Nikki raddrizzò la schiena e fece un respiro profondo. Poteva essere una poliziotta indurita, ma uno shock restava pur sempre uno shock. Lei sapeva solo gestire le emozioni più in fretta degli altri. «Martin Durham, del Knot Cottage, in Buckledyke Lane a Cloud Fen. Vive da solo al limitare della palude. A quanto ne so, da informare c’è soltanto sua sorella. Entrambi i genitori sono morti e non era sposato. La sorella si chiama Elizabeth. Vive con la compagna da qualche parte a Old Bolingbroke». Si voltò verso l’agente. «E voglio essere io a controllare il suo cottage. Io e il sergente Easter ci andremo subito dopo aver finito qui».
«Sì, signora, lo comunico immediatamente via radio». Niall Farrow s’inerpicò di nuovo sui gradini bagnati fino a raggiungere la collega in attesa.

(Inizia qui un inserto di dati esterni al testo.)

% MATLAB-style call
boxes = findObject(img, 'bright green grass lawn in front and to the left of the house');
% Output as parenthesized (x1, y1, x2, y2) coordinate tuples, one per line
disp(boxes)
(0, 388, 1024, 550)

Nikki spostò lo sguardo dalle acque verdastre del fiume Wayland al punto in cui l’agente Yvonne Collins si stava sporgendo oltre il muro, la mano tesa verso Niall. Il suo ottimo fiuto da poliziotta non si era sbagliato. Era possibile che qualcosa di terribile avesse spinto Martin a uccidersi, ma non l’avrebbe mai fatto in modo da causare sofferenza ad altri, in particolare a dei bambini. Potevano non essere intimi, ma Nikki lo conosceva meglio di tanti altri.
«D’accordo, be’, ci conviene mandare giù una squadra della scientifica, poi gli agenti potranno procedere al recupero». Guardò intensamente Joseph. «Sono molto curiosa di scoprire cosa rivelerà l’autopsia, soprattutto il referto tossicologico».